EC: Both my parents were both musically inclined. They divorced when I was ten, so I grew up fast. I remember being very young and always singing and having songs in my head. Dancing and singing was a type of therapy for me. My mother was a dancer and an actress. She sang beautifully and exposed me to Broadway music. When I was young I sang in chorus and excelled in band and art class, but wasn’t really interested in anything else. Music was the only thing that really made me happy.
Examiner: What were your earliest musical memories?
EC: Listening to records — Elvis, Stevie Wonder, The Supremes, and Motown. I went to concerts; saw Janis Joplin with Big Brother and the Holding Company and Jimi Hendrix before anyone knew who he was. I went to Woodstock; and got involved in anti-war protests and sang a lot about it.
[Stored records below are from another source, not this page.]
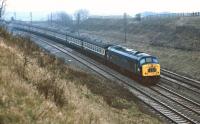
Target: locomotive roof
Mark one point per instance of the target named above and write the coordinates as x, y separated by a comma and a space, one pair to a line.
129, 52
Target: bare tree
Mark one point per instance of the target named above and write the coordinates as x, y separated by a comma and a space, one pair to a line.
83, 14
138, 17
2, 7
61, 18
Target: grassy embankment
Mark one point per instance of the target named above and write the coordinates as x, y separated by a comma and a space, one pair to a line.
39, 88
175, 41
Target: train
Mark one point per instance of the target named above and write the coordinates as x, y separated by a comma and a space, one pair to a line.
138, 65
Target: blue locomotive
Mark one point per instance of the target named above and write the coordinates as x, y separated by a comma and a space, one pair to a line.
136, 64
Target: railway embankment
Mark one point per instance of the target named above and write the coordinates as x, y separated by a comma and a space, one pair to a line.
39, 88
175, 41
Examiner: Did you perform or have musical experiences in your youth?
EC: I married at 18 and had a child when I was 21. I played in several bands back then. Even after my son Rob was born, I would bring him with me to band practice. He was exposed to music right from the beginning. My husband was also a musician and played with me in a band called Little Eva and the Studebakers. Both of us were visual artists and we struggled to make a living. After five years of marriage we divorced. I remarried shortly after and had another son, Josh. The marriage was violent and disastrous . . . as well as being a very difficult time for me. I ended up playing and writing music by myself.
Examiner: Did you have any musical aspirations during that difficult period in your life?
EC: Music has always been a part of my life. It’s been like air to me. I never grew out of it or found a way to survive without it. It’s in my head constantly and when I dream it’s there as well. I never really had aspirations up until now; I was too busy just trying to survive.
Examiner: In some of the press that I’ve read about you, there’s mention of personal tragedy that you’ve had to overcome. Can you elaborate on that? How does it fit into the greater narrative of your music?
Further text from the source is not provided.